Aber wir können unsere Liebe gegen Ihn nur dadurch tätig beweisen, dass wir uns unter einander lieben, und zwar nach seinem Gebot so, wie Er uns geliebt hat. Solche Liebe ist, wie wir früher sahen, des Gesetzes Erfüllung und das Band der Vollkommenheit; daher Paulus in unserer Epistel sie weit über alle anderen geistlichen Gaben setzt, von denen er im Kapitel vorher und nachher so viel spricht. Auch die außerordentlichen Offenbarungen, von denen wir letzten Sonntag geredet haben, sind nicht so hoch zu achten, wie ein Leben in der Liebe, wenn auch sein äußerer Gang ganz unscheinbar, wie unter verdecktem Himmel dahingeht. Glaube, Liebe, Hoffnung sind die drei Grundeigenschaften im Reich GOttes, die höchsten und edelsten Gaben des Geistes, höher als alle bloß menschliche Weisheit, Tugend und Glückseligkeit: aber die größte unter diesen dreien ist nach unserem Text die Liebe.
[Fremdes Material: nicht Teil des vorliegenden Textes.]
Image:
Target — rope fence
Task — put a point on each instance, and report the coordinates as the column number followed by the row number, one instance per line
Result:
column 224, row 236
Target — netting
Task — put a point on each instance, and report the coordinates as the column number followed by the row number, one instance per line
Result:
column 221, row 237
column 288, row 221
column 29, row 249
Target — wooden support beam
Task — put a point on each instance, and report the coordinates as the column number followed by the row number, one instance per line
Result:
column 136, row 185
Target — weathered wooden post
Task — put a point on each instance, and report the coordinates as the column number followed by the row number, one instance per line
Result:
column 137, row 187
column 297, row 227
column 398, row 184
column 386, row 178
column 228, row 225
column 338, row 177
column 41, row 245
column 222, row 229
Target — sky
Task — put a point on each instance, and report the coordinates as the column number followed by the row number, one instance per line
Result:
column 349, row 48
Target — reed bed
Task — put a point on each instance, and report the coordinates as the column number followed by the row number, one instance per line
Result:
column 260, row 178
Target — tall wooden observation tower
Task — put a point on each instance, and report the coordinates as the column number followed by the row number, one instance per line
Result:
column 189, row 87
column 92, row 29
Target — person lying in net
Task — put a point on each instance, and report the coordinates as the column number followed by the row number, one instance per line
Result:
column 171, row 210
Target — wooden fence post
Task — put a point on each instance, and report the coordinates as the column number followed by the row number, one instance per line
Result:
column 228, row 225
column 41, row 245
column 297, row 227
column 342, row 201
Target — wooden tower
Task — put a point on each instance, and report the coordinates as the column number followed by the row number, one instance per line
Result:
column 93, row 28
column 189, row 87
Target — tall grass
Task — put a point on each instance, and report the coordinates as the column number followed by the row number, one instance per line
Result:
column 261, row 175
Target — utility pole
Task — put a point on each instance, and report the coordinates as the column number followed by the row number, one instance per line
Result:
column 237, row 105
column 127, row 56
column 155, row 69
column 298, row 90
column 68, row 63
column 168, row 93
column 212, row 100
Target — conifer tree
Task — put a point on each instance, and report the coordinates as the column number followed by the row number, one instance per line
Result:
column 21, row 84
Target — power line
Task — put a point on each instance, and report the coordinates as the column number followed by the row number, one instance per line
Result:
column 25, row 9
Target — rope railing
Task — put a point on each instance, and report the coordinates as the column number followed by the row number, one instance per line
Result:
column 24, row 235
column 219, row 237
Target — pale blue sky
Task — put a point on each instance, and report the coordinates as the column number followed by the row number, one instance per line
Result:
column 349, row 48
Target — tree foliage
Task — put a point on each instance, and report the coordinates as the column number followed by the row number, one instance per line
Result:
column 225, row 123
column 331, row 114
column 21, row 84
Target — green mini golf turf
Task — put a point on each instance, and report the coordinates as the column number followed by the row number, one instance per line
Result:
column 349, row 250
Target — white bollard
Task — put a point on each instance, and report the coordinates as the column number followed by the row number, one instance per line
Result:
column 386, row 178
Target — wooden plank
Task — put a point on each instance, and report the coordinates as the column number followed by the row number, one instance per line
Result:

Alles Andere, Wissen, Weissagen, Sprachengaben, selbst Glaube und Hoffnung hören auf, aber die Liebe hört nimmer auf. Alles Andere hat ohne sie keinen Wert, sie aber verklärt unser irdisches Leben wie mit himmlischem Licht. Deswegen hält ihr der Apostel eine so erhabene Lobrede in unserem Text, der wie ein Lied im höhern Chor die Liebe besingt als das Höchste und Herrlichste unter Allem, was der Geist wirkt in dem ohne Liebe toten und Finsteren Leben. Demgemäß betrachten wir mit des HErrn Hilfe

Den Alles übertreffenden Wert der Liebe.

  1. Ohne sie sind wir Nichts,
  2. sie macht göttlich gesinnt,
  3. sie hört nimmer auf.

Ich steig' hinauf zu Dir im Glauben,
Steig' Du in Lieb' herab zu mir;
Lass mir nichts diese Freude rauben,
Erfülle mich nur ganz mit Dir;
Dich will ich lieben, loben, ehren,
So lang in mir das Herz sich regt,
Und wenn es einst auch nicht mehr schlägt,
So soll doch noch die Liebe währen.
Amen.

I. Ohne die Liebe sind wir Nichts

Ohne die Liebe sind wir Nichts mit den höchsten geistlichen Gaben, Vorzügen und Verdiensten. Das ist der Gedanke des ersten Teils unserer Epistel. Sie beginnt mit den Worten: „Wenn ich mit Menschen- und mit Engelzungen redete, und hätte der Liebe nicht, so wäre ich ein tönend Erz oder eine klingende Schelle.“ In dem Kapitel vor unserem Text spricht der Apostel von den verschiedenen Geistesgaben, die zum Teil als wahre Wunderkräfte in der ersten Gemeinde ausgeteilt waren, z. B. die Gabe der Krankenheilung, der Wunderglaube, die Weissagung, die Gabe, in allerlei nie gelernten Sprachen zu reden und sie auszulegen. Diese Gaben alle sollen wie Glieder Eines Leibes in Einheit und Liebe zusammenwirken: Jeder aber soll streben nach den besten, für das gemeine Beste nützlichsten Gaben. Für solches Streben wolle er ihnen den vortrefflichsten Weg zeigen. Auf diese Worte folgt dann unser Text, in dem also Paulus als die vortrefflichste Gabe und als den Weg zur vortrefflichsten Anwendung aller Gaben die Liebe nennt. Ohne sie sind alle anderen Gaben nichts; selbst die wundervolle Gabe, in allerlei Sprachen zu reden, und wenn sie übermenschlich und engelartig wäre, dass Einer alle Sprachen der sichtbaren und unsichtbaren Welt reden könnte, ohne Liebe wäre selbst eine so glänzende Gabe nur ein leerer Glanz, ein verhallender Ton, ein bloßer Schein ohne Sein, ohne Leben und Kraft.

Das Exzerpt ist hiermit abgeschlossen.